ライアスは高い壁に覆われている城塞都市と言った感じの大きな町で顔を出し呆然と街を見ていた俺に御者が『ライアスの町は王都に次ぐぐらい大きな町だよ』と説明してくれた。どんな街なのかさらに聞くと、住人はほぼ獣人族で占められていて他種族はあまり住んでおらず、居てもそのほとんどが亜人族で人間族は嫌われているのでフードを被って身体を隠して歩いているのが普通という事だった。ちなみに、俺は犬車を降りる時にフードを被っている。
なるほどね、人間族だけが嫌われていると……あんまり目立たないように気を付けないとな……シューティンググラスもサングラスモードにしておくか。

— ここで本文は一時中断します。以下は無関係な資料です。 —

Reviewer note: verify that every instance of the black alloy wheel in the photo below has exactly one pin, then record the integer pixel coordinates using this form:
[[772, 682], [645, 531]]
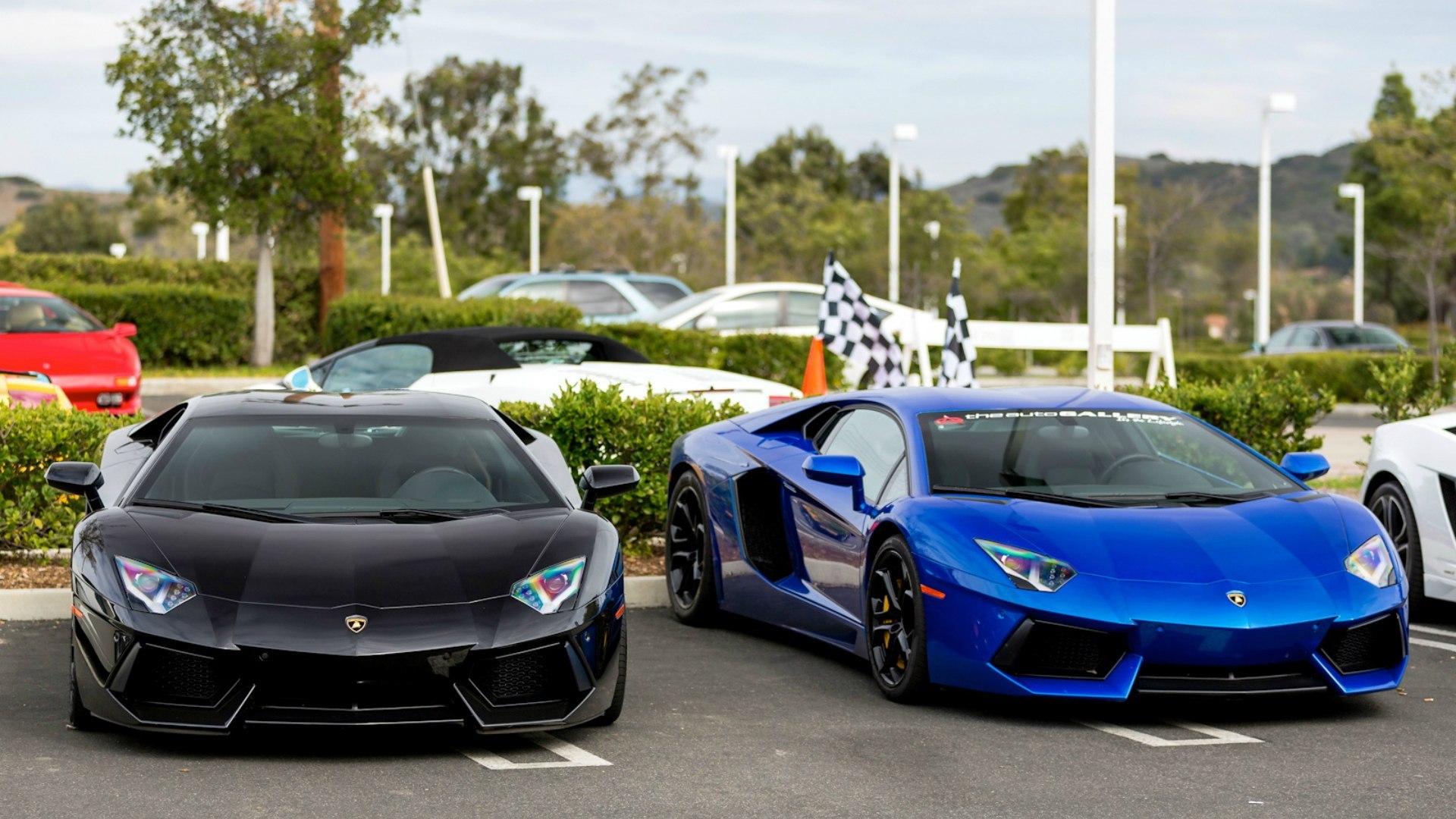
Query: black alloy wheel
[[689, 564], [896, 618], [1392, 509]]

駅犬車の停留所でギルドのある場所を聞き、まずはギルドへ行くことにした。そして、ギルドの中に入ったそうそうからまれた。
「おいおい、いつからここは人間族のガキが遊びに来るようになったんだ?」
「…………」
「おい! 何とか言えよ!」
俺が人間族(何故俺を見てガキと思ったのかは気にせず)との事で厳ついケモ耳のおっさんになんか絡まれたが、無視して素材買取カウンターへ向かいレイガスで狩った魔物の素材を買取してもらうことにした。
「あの~、素材買取お願いしたいんですが?」
「え、えーと。あ、あの、その」
「おい! 無視してんじゃねぇぞ! 群れなきゃ何もできねぇ人間族風情がよ!」
「てめぇ! 兄貴が聞いてんだろうが―! なめてんじゃねぇぞクソガキが!」
俺は何を喚かれても気にしないでいたのだが…………ラウが絡んできた奴らにくってかかって、しまいにはおっさんに殴りかかろうとしたので絡んできたおっさんの相手よりラウを押さえつけてなだめる方が大変だった。

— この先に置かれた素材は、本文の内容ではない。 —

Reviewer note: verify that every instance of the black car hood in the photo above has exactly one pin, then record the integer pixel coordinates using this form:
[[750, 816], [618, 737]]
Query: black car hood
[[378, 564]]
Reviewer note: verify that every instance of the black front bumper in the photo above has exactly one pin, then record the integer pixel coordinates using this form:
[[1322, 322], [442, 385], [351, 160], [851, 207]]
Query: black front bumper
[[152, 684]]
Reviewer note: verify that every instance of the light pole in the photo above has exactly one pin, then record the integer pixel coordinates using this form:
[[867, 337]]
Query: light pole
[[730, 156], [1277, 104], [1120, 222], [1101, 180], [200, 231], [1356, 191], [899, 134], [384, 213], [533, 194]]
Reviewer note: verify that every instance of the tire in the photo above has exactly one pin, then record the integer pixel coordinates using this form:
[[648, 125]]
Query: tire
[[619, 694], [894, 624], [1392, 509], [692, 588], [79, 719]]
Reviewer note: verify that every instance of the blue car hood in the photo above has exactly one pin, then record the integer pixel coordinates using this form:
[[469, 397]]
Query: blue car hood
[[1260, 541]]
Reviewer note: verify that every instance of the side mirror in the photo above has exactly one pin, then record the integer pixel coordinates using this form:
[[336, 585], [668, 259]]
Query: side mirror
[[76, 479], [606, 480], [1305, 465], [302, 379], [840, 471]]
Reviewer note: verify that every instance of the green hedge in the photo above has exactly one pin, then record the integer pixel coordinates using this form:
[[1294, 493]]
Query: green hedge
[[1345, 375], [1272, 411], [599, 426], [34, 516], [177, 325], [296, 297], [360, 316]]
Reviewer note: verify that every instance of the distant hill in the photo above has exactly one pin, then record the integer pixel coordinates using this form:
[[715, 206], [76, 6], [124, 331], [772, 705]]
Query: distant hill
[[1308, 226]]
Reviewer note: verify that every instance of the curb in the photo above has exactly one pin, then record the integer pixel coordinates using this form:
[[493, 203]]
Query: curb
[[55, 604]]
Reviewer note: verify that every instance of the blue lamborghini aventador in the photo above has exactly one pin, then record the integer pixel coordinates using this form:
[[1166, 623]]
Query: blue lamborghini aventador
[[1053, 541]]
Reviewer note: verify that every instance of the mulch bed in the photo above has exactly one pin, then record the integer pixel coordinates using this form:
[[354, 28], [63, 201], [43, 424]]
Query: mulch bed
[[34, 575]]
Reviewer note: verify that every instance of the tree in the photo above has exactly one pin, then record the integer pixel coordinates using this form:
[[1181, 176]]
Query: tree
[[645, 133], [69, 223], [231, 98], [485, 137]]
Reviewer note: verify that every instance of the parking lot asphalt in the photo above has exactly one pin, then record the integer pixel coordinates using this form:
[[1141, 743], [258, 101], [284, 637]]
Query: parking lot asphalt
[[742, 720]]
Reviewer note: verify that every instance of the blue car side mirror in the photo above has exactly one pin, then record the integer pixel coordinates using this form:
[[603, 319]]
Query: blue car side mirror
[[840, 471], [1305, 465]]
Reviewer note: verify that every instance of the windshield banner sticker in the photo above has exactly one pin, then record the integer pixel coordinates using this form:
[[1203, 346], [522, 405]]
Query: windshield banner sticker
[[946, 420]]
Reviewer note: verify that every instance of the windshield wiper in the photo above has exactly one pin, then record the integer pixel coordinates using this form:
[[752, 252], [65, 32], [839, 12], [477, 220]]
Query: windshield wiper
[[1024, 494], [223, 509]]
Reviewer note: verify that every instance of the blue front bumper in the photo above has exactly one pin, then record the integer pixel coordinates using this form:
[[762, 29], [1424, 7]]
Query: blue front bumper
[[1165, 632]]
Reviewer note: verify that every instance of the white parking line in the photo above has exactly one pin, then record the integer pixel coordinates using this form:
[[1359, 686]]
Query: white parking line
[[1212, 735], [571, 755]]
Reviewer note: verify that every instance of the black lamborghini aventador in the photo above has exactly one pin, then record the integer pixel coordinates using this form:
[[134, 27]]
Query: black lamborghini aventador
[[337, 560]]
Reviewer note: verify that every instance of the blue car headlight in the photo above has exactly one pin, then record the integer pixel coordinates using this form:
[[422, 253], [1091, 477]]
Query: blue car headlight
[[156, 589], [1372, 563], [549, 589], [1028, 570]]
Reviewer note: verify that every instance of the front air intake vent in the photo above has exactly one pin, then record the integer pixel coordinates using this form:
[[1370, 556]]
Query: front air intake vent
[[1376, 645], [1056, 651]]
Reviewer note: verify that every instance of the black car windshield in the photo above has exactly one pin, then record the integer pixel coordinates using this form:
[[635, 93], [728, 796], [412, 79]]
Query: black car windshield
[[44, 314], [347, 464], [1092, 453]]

ラウを押さえつけながら絡んできたのがケモ耳のきれいなお姉さんならよかったのにとかくだらないことを考えていたらレイとルカに睨まれた。何故バレたのか不思議だ。
絡んできたおっさんは興ざめしたのか『人間族はとっとと自分の大陸に帰りやがれ!』という捨て座リフトともにギルドを出て行った。
冗談はさておき、なんか変に目立っちゃったな~……これは早くコーレア村へ向かった方がいいかも知れないな。あ、てか、ラウに命令すればおとなしくでき……あまり奴隷扱いしたくないからこの考えは却下だな。

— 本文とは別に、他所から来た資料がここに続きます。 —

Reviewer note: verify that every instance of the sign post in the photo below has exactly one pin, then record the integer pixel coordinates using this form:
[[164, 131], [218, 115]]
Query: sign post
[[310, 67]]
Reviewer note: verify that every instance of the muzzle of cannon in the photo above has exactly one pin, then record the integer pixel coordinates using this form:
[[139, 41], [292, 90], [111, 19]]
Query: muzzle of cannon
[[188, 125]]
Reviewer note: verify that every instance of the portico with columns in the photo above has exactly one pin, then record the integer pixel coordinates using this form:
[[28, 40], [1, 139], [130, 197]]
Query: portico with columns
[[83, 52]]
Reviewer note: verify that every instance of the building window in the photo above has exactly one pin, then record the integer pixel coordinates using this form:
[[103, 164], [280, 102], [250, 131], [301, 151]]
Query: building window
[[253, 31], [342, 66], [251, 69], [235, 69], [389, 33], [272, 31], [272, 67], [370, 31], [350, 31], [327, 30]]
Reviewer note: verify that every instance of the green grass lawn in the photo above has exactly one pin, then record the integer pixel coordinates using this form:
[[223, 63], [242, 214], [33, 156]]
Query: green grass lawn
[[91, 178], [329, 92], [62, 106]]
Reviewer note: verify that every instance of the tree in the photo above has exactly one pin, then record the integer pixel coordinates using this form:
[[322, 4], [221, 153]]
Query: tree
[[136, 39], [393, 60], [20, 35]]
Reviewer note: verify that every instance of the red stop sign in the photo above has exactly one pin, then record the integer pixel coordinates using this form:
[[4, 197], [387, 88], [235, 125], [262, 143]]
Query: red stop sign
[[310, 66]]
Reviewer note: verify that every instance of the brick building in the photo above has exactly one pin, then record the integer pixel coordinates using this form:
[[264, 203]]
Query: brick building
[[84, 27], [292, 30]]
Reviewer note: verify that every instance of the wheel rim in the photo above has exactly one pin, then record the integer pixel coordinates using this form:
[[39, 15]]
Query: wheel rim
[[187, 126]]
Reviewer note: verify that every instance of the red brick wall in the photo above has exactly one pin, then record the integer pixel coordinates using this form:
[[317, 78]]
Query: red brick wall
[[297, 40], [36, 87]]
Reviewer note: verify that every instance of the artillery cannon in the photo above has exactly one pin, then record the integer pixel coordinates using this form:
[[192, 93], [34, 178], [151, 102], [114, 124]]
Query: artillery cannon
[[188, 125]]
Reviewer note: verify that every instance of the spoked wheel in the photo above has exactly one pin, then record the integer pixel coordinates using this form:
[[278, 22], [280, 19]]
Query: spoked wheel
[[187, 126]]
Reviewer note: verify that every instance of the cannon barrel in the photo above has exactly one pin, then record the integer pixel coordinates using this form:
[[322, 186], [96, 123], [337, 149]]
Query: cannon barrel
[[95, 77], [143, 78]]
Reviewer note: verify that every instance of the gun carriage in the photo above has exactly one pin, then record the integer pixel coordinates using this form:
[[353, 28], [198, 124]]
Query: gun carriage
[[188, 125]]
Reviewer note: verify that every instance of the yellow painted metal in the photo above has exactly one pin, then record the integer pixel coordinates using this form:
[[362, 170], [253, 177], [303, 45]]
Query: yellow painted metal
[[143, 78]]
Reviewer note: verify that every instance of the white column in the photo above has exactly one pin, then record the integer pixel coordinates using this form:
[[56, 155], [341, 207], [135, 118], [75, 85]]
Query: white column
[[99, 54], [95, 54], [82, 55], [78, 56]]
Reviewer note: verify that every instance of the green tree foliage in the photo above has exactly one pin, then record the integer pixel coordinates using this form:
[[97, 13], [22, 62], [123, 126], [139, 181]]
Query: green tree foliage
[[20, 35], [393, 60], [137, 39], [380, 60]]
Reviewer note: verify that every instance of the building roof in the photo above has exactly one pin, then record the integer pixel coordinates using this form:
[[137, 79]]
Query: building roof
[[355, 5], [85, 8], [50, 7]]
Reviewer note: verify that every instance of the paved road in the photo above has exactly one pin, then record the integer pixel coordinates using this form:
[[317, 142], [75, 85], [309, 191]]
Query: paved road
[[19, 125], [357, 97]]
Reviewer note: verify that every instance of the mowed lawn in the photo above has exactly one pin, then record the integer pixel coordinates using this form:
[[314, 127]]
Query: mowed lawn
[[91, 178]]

どんな依頼があるのか見たかったのだが、なんか居づらくなったので素材の買取だけしてもらいギルドを出て宿を探すことにした。あまり安い宿だと安全面が心配だったのでそれなりの宿を取ろうとしたのだが……どの宿も直接、もしくは間接的に人間族は泊めたくないと断られてしまった。
「なんかラウティア大陸での獣人族以上にこっちで人間族が嫌われてないか?」
「レオロイデの件のせいかも知れませんね」
「…………」
「まったく、兄貴は他のやつらと違うのに! 兄貴はすげぇのに!」
いやいやラウ、個人に対してじゃなく人間族ってことに対して嫌いって言われてるんだから凄いとか言った所で意味ないだろ。嬉しいけどな、後で肉を買って撫でてやろう。って、レイまた無言か……フォローしてくれとまではいわないけど一言くらい何か言ってくれてもいいんじゃないか?
宿の確保ができずに町の中なのに野宿しないと行けなくなりそうだと困っていたら可愛らしいウサギ耳のついた少女に『お兄ちゃんたち、宿を探してるならうちに泊まればいいよ』と言って半ば強引に手を引かれて一つの宿へ連れ込まれた。
「お母さーん! お客さん連れてきたよー!」
「サースあんたは、また無理やり連れてきたんじゃないだろうね!」
「そ、そんなことあるわけないじゃない。ね、ね~お客さん」
サースと呼ばれたうさ耳少女は上目遣いで俺に助けを求めてきた。
ま、宿に困ってたのは確かだし、見た感じまともな宿屋っぽいから宿泊できるならここでもいいんだけど……人間族は大丈夫なのかな?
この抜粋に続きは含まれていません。